В деревне появились новые люди - эвакуированные. Из колхоза неучащуюся молодежь и одиноких женщин посылали куда-то в другой район рыть противотанковые рвы.
Темными долгими вечерами деревня молчаливо тонула в холодной тишине, и ничто не нарушало ее печального спокойствия. Только осенний ветер, обшаривая пустые переулки, играл, забавлялся возле плетня, позабытой вертушкой пересчитывал в оврагах сухой трескучий бурьян и несмело стучался в черные окна притихших домов, тревожа и без того неспокойные мысли колхозников.
Мы с Витькой, выучив уроки, подолгу засиживались над картой.
Настроение у нас было бодрое. Фронт далеко, и мы были вполне уверены, что гитлеровцы до нас не дойдут.
Но когда в соседнем районе начали рыть противотанковые рвы, наша уверенность поколебалась. И однажды, провожая меня, выйдя на крыльцо, Витька проговорил:
– А что, Вовка, если немцы и правда придут сюда?
Вздрогнув, я посмотрел в окружавшую нас темноту и сказал:
– Нет, Витька, не придут.
– Ну, а если все-таки придут? Тогда что?
– настаивал Витька.
– Тогда уедем куда-нибудь дальше, в Сибирь.
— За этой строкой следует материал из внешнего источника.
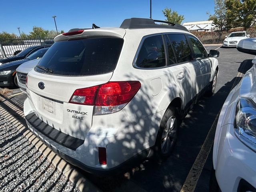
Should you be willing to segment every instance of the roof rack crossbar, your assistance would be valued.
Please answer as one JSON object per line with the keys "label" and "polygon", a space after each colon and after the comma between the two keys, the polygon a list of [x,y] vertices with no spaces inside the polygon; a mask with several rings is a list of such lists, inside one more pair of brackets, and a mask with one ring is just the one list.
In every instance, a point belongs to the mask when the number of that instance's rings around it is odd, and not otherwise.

И, съежившись от резкого ветра, я хотел прыгнуть с крыльца и пуститься домой.
Витька схватил меня за рукав.
– Погоди, знаешь, Вовка, давай не будем уезжать. Давай партизанить. Подговорим остаться Люську, Кольку, Саньку Офонина, Синичкина и будем...
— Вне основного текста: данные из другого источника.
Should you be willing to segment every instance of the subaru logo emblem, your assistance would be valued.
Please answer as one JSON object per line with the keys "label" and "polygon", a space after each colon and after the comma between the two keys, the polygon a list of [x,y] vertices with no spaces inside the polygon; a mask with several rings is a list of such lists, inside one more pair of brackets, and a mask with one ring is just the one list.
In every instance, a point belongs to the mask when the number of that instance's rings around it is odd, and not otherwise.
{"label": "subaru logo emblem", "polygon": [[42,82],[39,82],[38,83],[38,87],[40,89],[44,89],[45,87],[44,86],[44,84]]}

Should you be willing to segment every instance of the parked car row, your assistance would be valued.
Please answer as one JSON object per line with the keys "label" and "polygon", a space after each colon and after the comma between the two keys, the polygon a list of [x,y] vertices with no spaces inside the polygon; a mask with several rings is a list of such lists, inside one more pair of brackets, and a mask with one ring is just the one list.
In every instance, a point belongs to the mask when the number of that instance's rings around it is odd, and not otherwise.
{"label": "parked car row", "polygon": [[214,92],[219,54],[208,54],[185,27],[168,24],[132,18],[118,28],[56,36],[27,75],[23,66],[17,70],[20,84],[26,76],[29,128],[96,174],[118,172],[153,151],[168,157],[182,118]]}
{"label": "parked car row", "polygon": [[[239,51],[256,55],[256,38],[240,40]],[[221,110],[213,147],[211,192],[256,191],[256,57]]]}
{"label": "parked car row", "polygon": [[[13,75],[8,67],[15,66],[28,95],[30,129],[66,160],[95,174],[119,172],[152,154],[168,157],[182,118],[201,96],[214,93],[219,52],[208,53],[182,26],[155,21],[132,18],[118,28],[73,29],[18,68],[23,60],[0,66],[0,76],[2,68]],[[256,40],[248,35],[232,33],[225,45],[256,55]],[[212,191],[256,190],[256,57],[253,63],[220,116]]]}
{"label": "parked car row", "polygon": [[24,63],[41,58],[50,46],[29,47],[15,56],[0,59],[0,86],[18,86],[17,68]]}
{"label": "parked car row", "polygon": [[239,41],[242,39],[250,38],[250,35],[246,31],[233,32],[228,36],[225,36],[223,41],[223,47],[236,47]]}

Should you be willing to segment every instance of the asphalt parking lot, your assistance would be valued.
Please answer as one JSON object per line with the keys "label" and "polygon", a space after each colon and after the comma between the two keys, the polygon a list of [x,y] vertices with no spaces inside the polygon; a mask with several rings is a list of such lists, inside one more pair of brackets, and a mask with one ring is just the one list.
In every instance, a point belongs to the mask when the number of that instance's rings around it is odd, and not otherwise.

Я засмеялся. Чудной этот Витька. Вечно что-нибудь влезет ему в голову. Враг за тысячу километров, а он - партизанить.
– А чего ты хохочешь?
– обиделся Витька.
– Роют же рвы-то, значит, могут и прийти.
"Пожалуй, и правда", - подумал я, но промолчал.
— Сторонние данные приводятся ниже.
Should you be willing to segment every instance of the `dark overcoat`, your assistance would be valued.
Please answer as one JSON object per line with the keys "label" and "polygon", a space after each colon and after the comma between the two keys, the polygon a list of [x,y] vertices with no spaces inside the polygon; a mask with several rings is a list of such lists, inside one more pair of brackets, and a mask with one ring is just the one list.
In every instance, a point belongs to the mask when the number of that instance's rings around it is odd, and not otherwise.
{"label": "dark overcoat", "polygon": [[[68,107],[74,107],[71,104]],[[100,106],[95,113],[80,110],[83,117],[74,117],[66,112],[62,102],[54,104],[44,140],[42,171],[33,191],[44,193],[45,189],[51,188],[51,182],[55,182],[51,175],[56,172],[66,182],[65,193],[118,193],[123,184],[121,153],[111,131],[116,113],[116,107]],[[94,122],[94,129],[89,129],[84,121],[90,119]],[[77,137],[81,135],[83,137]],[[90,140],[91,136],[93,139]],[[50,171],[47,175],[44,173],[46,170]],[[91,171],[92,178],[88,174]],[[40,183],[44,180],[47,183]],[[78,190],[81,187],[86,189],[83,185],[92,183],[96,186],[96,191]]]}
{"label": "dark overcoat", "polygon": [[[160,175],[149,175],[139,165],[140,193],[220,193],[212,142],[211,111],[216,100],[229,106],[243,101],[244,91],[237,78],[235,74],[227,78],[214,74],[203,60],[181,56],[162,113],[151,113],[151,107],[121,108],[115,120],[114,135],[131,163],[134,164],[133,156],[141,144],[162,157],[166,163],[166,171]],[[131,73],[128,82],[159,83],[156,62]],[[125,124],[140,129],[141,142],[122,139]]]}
А Витька продолжал говорить о том, как мы заберем у немцев сначала одну винтовку, потом две, три, потом пулемет, гранаты, лошадей, сабли.
Я оживился и, перегоняя Витьку, тоже начал обезоруживать врагов и громить их.
Скоро в нашем партизанском отряде были уже и пушки, и тачанки, и машины, и даже танки. И фашисты боялись нас как огня.
Вдруг на чердаке что-то грохнулось, забилось и заметалось. Мы испуганно шарахнулись в комнату. Остановились у порога, прислушались.
– Эх ты, - обрадованно спохватился Витька, - я и забыл. Это сова. Она не первый раз залетает.
Я облегченно вздохнул. Бояться нечего. Можно идти домой.
– Останься у нас, - предложил Витька, - ляжем на печи вместе. Давай.
– Давай, - охотно согласился я.
И через минуту мы уже лежали на печи под теплым старым шубняком.
На чердаке утихло. Сова, наверно, улетела. Мы не спали. Мы твердо решили: раз недалеко от нас роют окопы, надо и нам быть готовыми.
Лежали и рассуждали о том, где лучше всего можно спрятаться, если придут немцы.
У меня мелькнула радостная мысль. Я вспомнил, что в лесу, там, где когда-то была порубка, обжигали угли, есть вырытая в бугре просторная землянка.
Порубка давным-давно заросла непроходимой чащей молодого орешника. Орешник рос даже на верху землянки и у входа в нее.
По всем сторонам делянку окружал глухой дубовый лес. "Хороший тут будет штаб для нашего партизанского отряда", - подумал я и напомнил о землянке Витьке.
– Место подходящее, - грустно прошептал Витька, - только землянка-то вся изломана.
– Ну так и что, подделаем, - успокоил я. Витька согласился.
Начался разговор о том, как и когда лучше всего это сделать.
Я настаивал отложить до воскресенья. Витьке казалась отсрочка слишком долгой, и он протестовал. Он почему-то думал, что откладывать нельзя. И мы договорились завтра в школу не ходить.
На этом и заснули.
Разбудил нас стук распахнувшейся двери.
Я приподнял голову. На улице, за окном, светало. В печи весело потрескивали дрова. Пахло хмельными дрожжами. Возле меня на голой печи грелись большие хлебные плошки с тестом. У порога в сбившейся набок шали, в телогрейке с растрепанными концами рукавов стояла моя мать.